Annualized net losses (ANL) fell by 50% to 1.05% in April from 2.09% a year ago, representing the lowest level for ANL since third quarter-2007. Further, the strong 2009 vintage securitized collateral is producing much lower loss rates than in the past ten years, contributing to better performance overall.

Fitch's prime 60+ days delinquency index posted a decrease of 20% in April from March, dropping to 0.51%, 13.6% lower than the same period in 2009 and the lowest level since June 2007. Tax returns benefited the consumer with average refunds through April 30 up 8% from the previous record year in 2009. Despite the seasonal strength, delinquencies and loss frequency will continue to remain a concern for auto ABS transactions. With unemployment at 9.9% and other economic and consumer issues lingering in the U.S. economy, Fitch expects a slow recovery with continued elevated unemployment through the remainder of this year.

Ratings performance in 2010 and the outlook for the remainder of the year, continues to be stable. To date, Fitch has issued 12 upgrades in 2010 through mid-May, versus eight through May 2009. Fitch would expect positive rating actions to pick up pace given the improved level of performance in the prime sector this year relative to 2009 and 2008.

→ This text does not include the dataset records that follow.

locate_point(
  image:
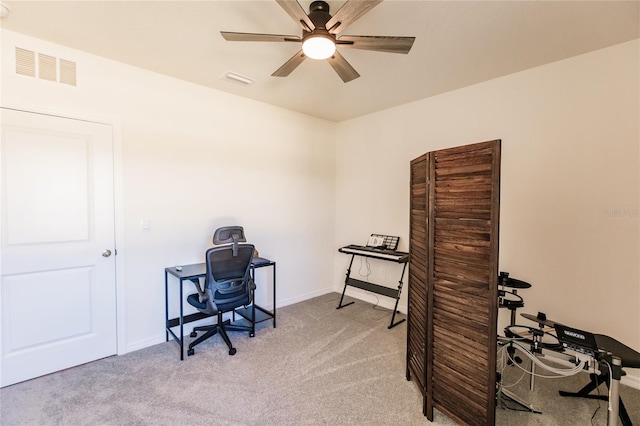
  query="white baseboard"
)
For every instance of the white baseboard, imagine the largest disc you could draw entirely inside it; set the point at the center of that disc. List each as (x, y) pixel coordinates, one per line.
(631, 381)
(145, 343)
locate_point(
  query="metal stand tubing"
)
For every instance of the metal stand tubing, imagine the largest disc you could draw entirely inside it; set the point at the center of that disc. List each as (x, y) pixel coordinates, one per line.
(346, 280)
(395, 308)
(519, 401)
(614, 391)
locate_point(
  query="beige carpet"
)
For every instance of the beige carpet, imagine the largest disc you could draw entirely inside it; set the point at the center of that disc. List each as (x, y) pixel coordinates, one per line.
(320, 366)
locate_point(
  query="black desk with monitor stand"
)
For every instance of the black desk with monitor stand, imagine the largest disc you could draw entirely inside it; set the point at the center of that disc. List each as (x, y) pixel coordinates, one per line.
(254, 313)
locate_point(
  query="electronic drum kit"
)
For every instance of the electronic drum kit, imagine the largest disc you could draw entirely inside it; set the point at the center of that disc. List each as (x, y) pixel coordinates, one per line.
(509, 298)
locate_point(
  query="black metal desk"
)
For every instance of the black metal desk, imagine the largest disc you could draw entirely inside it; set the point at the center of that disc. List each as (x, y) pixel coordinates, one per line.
(254, 313)
(388, 255)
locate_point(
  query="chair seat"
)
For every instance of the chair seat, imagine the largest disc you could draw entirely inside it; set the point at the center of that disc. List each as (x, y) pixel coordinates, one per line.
(194, 300)
(629, 357)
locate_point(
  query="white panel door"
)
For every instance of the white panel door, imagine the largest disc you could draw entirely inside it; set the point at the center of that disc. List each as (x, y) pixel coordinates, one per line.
(57, 264)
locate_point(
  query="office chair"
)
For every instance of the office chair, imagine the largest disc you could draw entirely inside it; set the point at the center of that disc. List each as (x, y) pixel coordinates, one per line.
(629, 357)
(228, 285)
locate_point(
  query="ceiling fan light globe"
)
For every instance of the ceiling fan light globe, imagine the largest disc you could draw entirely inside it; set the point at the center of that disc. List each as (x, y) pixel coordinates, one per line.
(318, 47)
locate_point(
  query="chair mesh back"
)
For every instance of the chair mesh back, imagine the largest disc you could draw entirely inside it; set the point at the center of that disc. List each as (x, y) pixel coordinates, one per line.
(228, 275)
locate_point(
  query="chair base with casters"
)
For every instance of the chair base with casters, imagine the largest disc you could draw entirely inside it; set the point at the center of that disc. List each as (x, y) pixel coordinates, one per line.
(628, 357)
(221, 327)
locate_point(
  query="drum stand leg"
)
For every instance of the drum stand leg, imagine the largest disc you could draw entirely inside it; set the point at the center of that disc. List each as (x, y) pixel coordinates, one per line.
(513, 358)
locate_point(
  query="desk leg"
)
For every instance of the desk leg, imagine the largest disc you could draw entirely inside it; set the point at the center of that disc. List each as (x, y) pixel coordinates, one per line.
(181, 323)
(166, 306)
(346, 283)
(274, 295)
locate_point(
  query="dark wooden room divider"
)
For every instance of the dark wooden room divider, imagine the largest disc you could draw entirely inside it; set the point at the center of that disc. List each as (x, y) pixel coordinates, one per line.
(453, 280)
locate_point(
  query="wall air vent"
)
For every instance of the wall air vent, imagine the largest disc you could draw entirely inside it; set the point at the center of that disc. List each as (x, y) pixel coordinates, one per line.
(46, 67)
(25, 62)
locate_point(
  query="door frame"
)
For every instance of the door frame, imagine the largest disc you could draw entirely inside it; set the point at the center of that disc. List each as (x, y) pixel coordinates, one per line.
(120, 284)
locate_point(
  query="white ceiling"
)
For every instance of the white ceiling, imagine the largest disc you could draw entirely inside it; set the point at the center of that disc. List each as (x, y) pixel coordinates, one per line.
(458, 43)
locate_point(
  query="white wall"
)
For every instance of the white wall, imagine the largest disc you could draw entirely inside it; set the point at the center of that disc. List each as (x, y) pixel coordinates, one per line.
(193, 159)
(570, 182)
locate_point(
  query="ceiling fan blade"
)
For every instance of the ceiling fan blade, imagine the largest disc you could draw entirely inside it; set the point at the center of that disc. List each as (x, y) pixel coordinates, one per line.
(293, 8)
(229, 36)
(389, 44)
(342, 67)
(348, 13)
(290, 65)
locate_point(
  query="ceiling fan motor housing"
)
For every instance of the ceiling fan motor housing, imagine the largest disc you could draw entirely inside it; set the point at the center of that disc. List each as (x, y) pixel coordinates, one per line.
(319, 15)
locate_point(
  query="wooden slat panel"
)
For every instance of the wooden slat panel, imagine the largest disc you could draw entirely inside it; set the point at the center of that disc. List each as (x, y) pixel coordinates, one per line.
(462, 282)
(417, 281)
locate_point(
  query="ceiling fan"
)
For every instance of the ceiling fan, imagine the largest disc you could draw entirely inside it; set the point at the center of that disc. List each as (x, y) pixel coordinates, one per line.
(319, 36)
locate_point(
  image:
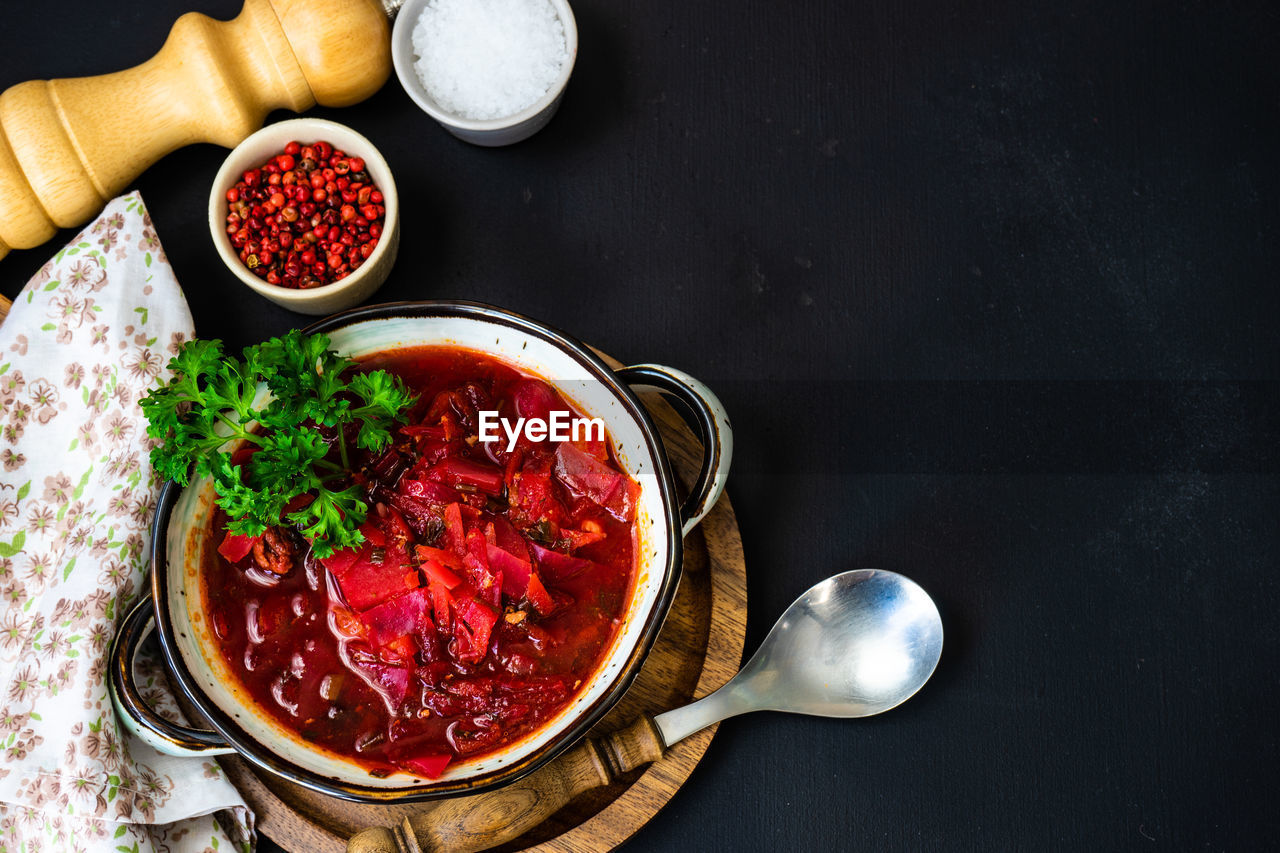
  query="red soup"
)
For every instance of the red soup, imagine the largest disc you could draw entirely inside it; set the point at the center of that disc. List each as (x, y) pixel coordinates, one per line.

In the subprime sector, 60+ day delinquencies fell 16.4% in April to 2.86%, the lowest level in two years. Subprime ANL fell 6.3% to 6.56%, returning to levels last seen in mid-2008.

Improvements in the auto ABS sector have coincided with the positive momentum present in the automobile manufacturer market. New vehicle sales volumes are rising while costs are down and low inventories have granted manufacturers greater pricing power. As a result, the financial strength of the auto industry is improving with most manufacturers together with their captive finance arms posting profits in the first quarter of 2010. Fitch upgraded the long-term Issuer Default Ratings of Ford Motor Company and its subsidiary Ford Motor Credit Company (as the ratings are linked) to 'B' from 'B-', with a Positive Outlook in late April. Additionally, Fitch upgraded Hyundai Motor Company and Kia Motors's long-term IDR to 'BBB-' from 'BB+' on May 9.

Fitch's indexes track approximately $55.9 billion worth of prime and subprime auto loan ABS. Of this total, 86% are prime loans while the remaining are subprime loans, all issued from over 100 ABS transactions.